Still, the essay does disregard the Expanded Universe, showing mercy to the non-geek readers out there. However, taking the EU into account can actually make things worse. For one, the Declaration of Rebellion itself is signed by the Alderaanian ruler, and worded as an initiation of total war - giving the Empire ample legal justification to act against him in any way imaginable, including blowing up his sovereignty to space dust. And post-Endor novels do outline the rather quick dissolution of the violently unstable New Republic into a loose federation, with the remnant of the Empire as a full-fledged constituent state. And shockingly, this federation is constantly overwhelmed with large scale military threats - precisely the kind the Empire was designed to go against.
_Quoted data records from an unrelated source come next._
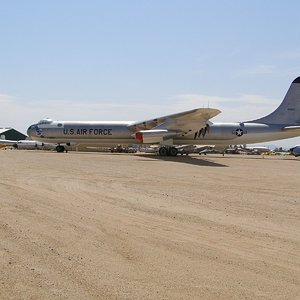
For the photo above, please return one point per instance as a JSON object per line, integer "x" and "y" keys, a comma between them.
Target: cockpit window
{"x": 45, "y": 121}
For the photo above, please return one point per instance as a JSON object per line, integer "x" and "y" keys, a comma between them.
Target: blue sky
{"x": 134, "y": 60}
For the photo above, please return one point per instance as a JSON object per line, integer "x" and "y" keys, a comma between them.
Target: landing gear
{"x": 167, "y": 151}
{"x": 60, "y": 148}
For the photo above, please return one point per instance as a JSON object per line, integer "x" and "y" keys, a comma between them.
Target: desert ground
{"x": 137, "y": 226}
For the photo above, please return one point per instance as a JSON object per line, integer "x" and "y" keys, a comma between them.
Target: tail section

Nice Job Breaking It, Hero.
All in all, the more you see of both conflicts, the grayer they become, and the more reason you get to root for the so-called bad guys.
edited 4th Jul '13 12:22:00 AM by indiana404
This is one of those essays that deliberately ignores all the bad things the Empire does like murdering children, burning two civilians to death, and seizing a small, unimportant mining colony just to be more of a dick to it's coordinator, isn't it?
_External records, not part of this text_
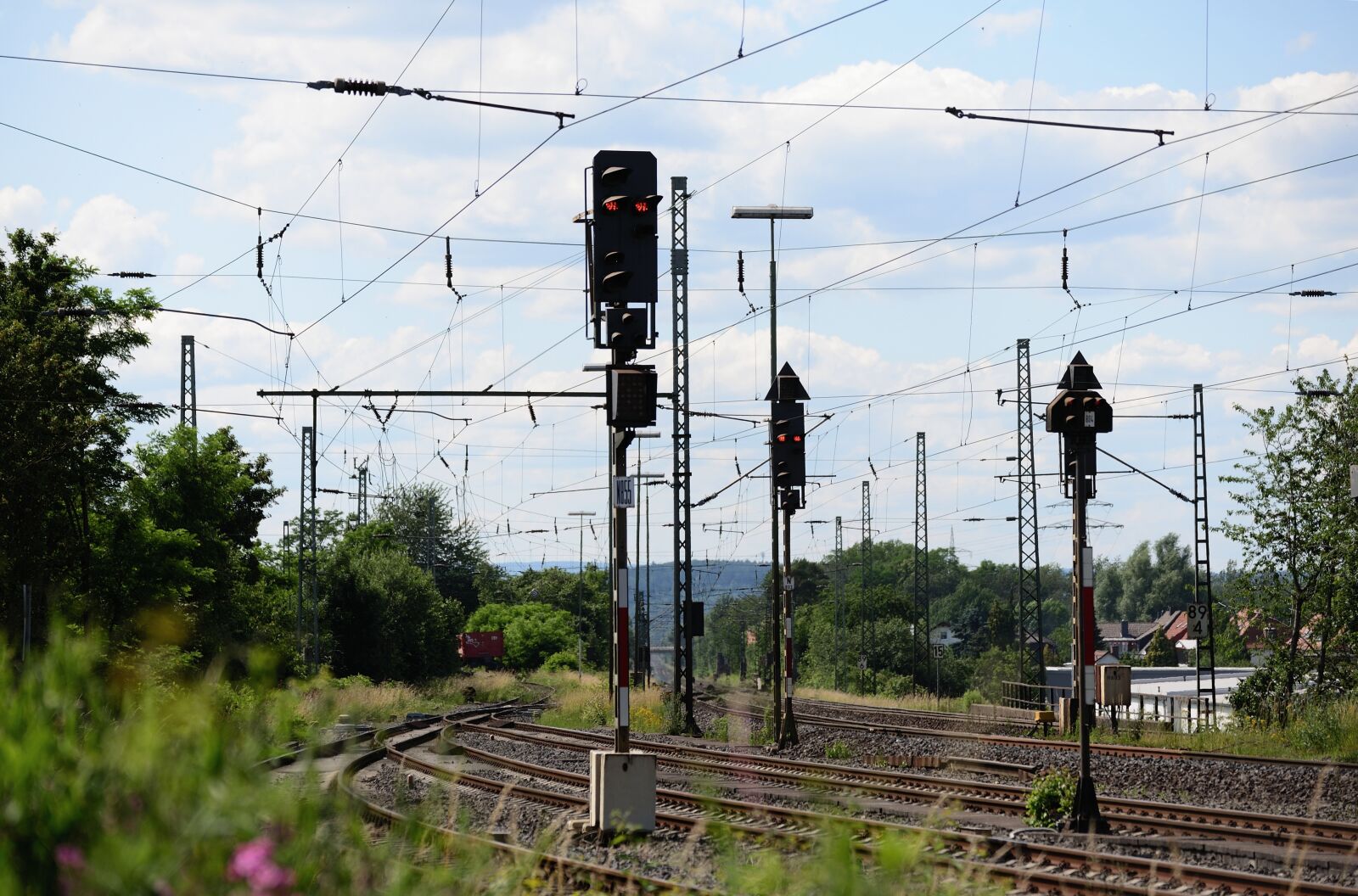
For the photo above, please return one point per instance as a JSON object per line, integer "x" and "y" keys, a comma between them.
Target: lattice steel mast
{"x": 188, "y": 384}
{"x": 307, "y": 549}
{"x": 920, "y": 610}
{"x": 1031, "y": 667}
{"x": 839, "y": 595}
{"x": 682, "y": 504}
{"x": 1206, "y": 658}
{"x": 868, "y": 619}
Of course, don't you know anything about ALCHEMY?!- Twin clones of Ivan the GreatThe essay did come out before Episode III so the children murdering bit wasn't yet seen. And, as I noted, these children were explicitly trained as soldiers by the jedi - who at the time of the incident had just turned traitors to the Republic. Not exactly a morally clear-cut premise.
And again, we don't see the context of Owen and Beru's death. For that matter, the plans R2 had were very much a matter of national security - as it's become painfully clear nowadays, more than a few governments would act quite similarly in such situations, and not without good reason. As for Lando's operation, he's noted to have conned somebody out of it, and coordinating some pretty shady deals with it, which would warrant legal action anyway.
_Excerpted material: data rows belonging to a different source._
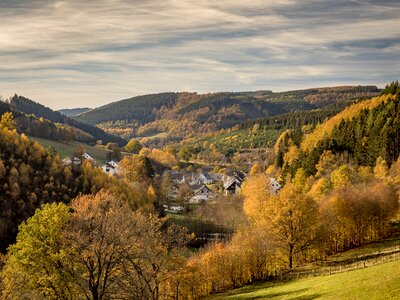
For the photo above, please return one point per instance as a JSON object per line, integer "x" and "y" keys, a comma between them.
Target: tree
{"x": 133, "y": 146}
{"x": 124, "y": 254}
{"x": 255, "y": 168}
{"x": 99, "y": 233}
{"x": 136, "y": 168}
{"x": 38, "y": 265}
{"x": 7, "y": 121}
{"x": 51, "y": 151}
{"x": 256, "y": 192}
{"x": 185, "y": 152}
{"x": 292, "y": 217}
edited 4th Jul '13 5:02:03 AM by indiana404
You're distorting the facts again; the clones were soldiers, the Jedi only served as officers due to the crisis. Normally they're just peacekeepers. And they weren't traitors just because a scary man in a cloak said they were, I'm sure a lot of Jedi killed had nothing but good feelings about the Republic; didn't matter, they were Jedi so they had to be killed.
Of course, don't you know anything about ALCHEMY?!- Twin clones of Ivan the Great
So I'm reading The Two Towers and it got me in a big LOTR mood. Now I do have a tendency to side with the bad guys in settings and LOTR is no exception, but the trope namer of Rooting for the Empire, the Galactic Empire of Star Wars, never appealed to me. They seemed not only cartoonishly evil, but incompetent. I saw nothing in them that would be alluring.
Now M Ordor isn't so bad, even if it appears worse on the surface. The movies did kinda fuck up some parts by constantly talking about the "Age of Man" coming to an end and constantly portraying every battle as monsters vs. poor humanity. Men have served Dark Lords since the beginning and they aren't doing it so orcs can have better lives.
Anyway, the question. Given only two bad choices, who would you rather side with and why? The Dark Lord Sauron or Emperor Palpatine?